Auch der Fake-Account hatte ein Bild vom Ausweis
"Sie hat sich die Zeit genommen, einen Account für eine Schwester anzulegen und hat sich dann selbst geantwortet. So krank." Der Victoria auf Twitter gab es noch mehr Glaubwürdigkeit. Sie postete auch ein Bild von Samanthas Ausweis, an das sich die Engländerin kaum noch entsinnen kann. "Das muss ich mal als Scherz gepostet haben."
Erst als Victorias Schwindel aufgeflogen war, wunderten sich einige, dass niemand die vermeintlich bekannte Frau von Twitter je getroffen hatte. Es gab ja viele, die vertraut mit ihr schrieben. Darunter auch Prominente, wie Rapper Casper, Klaas Heufer-Umlauf und vor allem Moderatorin Sarah Kuttner. Die nannte Victoria "eine meiner liebsten Followings" und schrieb ihr "Ich würde dich wählen. Und ehren."
Fake-Opfer richtete Aufklärungsseite ein
Kuttner ist ein gutes Beispiel dafür, dass auch Prominente nicht davor sicher sind, auf Fakes im Netz hereinzufallen. Drei bis vier Prozent aller aktiven Nutzer sind nicht echt, schätzte Facebook in seinem Transparenzbericht. In Netzwerken und Singlebörsen verlieben sich Menschen regelmäßig in Fake-Profile. Die Hamburger Kommunikationsdesignerin Victoria Schwartz gründete die Aufklärungsseite "realfakes.net", nachdem sie selbst auf eine Frau mit einem Männerprofil hereingefallen war.
Sarah Kuttner wollte auf Anfrage von t-online.de nicht Stellung nehmen, was den Twitter-Account für sie so besonders gemacht hat und ob sie Lehren daraus zieht. Auf Twitter hat sie der falschen Victoria einen letzten Gruß voller Enttäuschung geschickt.
Bei der echten Samantha überwiegen andere Gefühle. Sie weiß inzwischen von einem Foto von ihrer kleinen Nichte und ihrem Schwager. Sie hatte es in einer Instagram-Story gepostet, die bestimmt dazu war, bald wieder zu verschwinden. Aber Victoria hatte das Bild gesichert.
Auch Foto von Kind verbreitet
Samantha macht das wütend. "Das Bild des Kindes zu sehen hat mich abgestoßen. Das zeigt mir, dass die Person keinen Sinn für Moral oder Respekt vor anderen hat. Sie hat sich nur darum gekümmert, Aufmerksamkeit zu bekommen und im selbst gebauten Fantasieland zu leben."
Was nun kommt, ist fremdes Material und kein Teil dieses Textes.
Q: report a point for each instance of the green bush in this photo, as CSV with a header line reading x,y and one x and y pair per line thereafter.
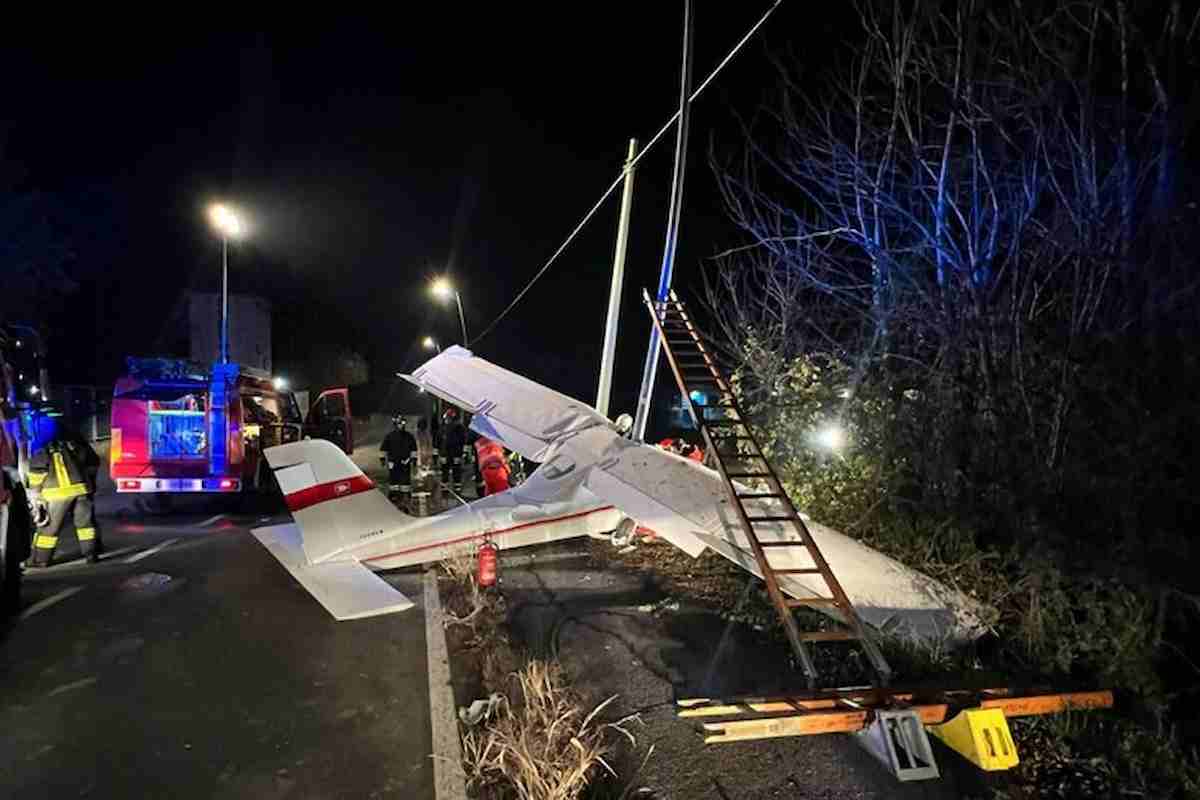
x,y
1051,624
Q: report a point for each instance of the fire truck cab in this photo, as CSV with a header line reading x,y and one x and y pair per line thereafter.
x,y
180,426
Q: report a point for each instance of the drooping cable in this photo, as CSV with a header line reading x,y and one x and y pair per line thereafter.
x,y
621,176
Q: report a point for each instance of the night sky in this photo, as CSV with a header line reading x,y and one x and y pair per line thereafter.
x,y
372,158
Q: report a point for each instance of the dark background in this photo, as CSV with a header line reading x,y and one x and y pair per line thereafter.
x,y
370,158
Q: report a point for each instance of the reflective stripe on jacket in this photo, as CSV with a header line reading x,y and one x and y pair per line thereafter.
x,y
59,470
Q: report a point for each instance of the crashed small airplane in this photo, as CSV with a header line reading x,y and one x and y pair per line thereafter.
x,y
592,480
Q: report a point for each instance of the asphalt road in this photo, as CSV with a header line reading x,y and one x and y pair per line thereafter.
x,y
203,669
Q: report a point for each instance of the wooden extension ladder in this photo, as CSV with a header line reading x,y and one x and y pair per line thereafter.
x,y
723,425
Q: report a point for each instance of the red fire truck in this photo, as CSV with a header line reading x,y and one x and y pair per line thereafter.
x,y
181,426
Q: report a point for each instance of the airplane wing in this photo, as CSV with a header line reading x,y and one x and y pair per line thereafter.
x,y
522,415
683,501
347,589
335,507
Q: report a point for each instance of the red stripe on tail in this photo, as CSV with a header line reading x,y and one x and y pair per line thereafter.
x,y
330,491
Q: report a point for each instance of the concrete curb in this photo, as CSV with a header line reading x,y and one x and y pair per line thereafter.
x,y
449,782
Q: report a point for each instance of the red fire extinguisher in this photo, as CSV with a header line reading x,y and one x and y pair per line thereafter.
x,y
489,564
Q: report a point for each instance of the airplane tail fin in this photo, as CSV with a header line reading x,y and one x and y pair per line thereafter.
x,y
333,501
335,506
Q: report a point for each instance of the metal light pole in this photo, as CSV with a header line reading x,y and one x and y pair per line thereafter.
x,y
669,250
618,277
227,223
225,299
443,289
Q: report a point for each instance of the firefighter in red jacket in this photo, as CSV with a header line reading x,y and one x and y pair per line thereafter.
x,y
492,464
63,481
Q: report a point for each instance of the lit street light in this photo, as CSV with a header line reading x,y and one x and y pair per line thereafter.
x,y
832,437
227,223
444,290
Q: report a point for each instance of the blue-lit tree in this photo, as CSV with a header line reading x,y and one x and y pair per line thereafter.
x,y
981,200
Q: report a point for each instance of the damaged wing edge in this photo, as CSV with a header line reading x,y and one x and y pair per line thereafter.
x,y
347,589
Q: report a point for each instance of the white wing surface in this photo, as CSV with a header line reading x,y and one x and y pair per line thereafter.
x,y
347,589
683,501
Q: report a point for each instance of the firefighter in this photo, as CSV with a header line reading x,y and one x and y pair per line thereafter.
x,y
396,453
63,481
492,464
454,439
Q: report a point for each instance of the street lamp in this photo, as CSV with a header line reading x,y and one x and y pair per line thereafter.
x,y
832,437
443,290
227,223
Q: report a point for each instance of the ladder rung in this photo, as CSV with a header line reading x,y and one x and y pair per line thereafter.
x,y
828,636
792,602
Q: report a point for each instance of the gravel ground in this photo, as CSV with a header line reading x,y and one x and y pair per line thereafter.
x,y
618,632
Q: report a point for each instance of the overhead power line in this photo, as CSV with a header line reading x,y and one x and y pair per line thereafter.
x,y
621,176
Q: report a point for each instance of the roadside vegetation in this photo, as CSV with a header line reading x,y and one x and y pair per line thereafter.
x,y
972,254
538,738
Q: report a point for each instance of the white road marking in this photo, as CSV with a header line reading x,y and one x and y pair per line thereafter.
x,y
113,554
73,685
449,782
103,557
46,602
154,549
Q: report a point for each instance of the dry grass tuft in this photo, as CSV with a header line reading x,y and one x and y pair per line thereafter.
x,y
466,603
540,744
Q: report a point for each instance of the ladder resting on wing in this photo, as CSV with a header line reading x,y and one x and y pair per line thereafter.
x,y
738,458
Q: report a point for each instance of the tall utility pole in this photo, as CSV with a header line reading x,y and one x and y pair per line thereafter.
x,y
669,250
618,280
225,298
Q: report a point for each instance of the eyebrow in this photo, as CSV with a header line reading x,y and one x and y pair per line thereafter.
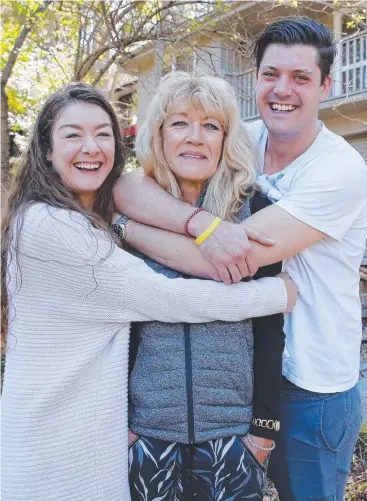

Zur Fantasiefamilie von "Victoria Bornemann" gehörte auch Vater Peter und die Mutter, immer in Sorge um die Tochter, die als Schauspielerin von Essen-Kray aus London erobern will und dabei doch am Ende des Geldes regelmäßig noch viel Monat übrig hat.
Die falsche Victoria nannte sich zwischenzeitlich auch "Königin Victoria", sie postete ein Foto von Samantha auf einem Thron als "wahre Herrscherin über die sieben Königslande". Eine Prinzessinnen-Projektion ist ihre Geschichte aber nicht. Sie schrieb auch "Warum kann ich niemals schöne Dinge haben? – Die Victoria Bornemann Story". Und: "Lebe deinen Traum! (bekommt 3,50 die Stunde, um in einem stinkenden Kostüm Flyer zu verteilen)". Traurige Botschaften.
An Weihnachten Twitter-Account angelegt
Am 25. Dezember 2011 war der Victoria-Account auf Twitter angemeldet worden. Es war der erste Weihnachtsfeiertag, an dem jungen Leuten im Kreis der Familie oft langweilig ist. Es spricht aber wenig dafür, dass es ein spontaner Impuls war. Samantha hat eine Vermutung. "Ich denke, es ist jemand, der mich schon seit 2008 mit einem Fake-Account verfolgte."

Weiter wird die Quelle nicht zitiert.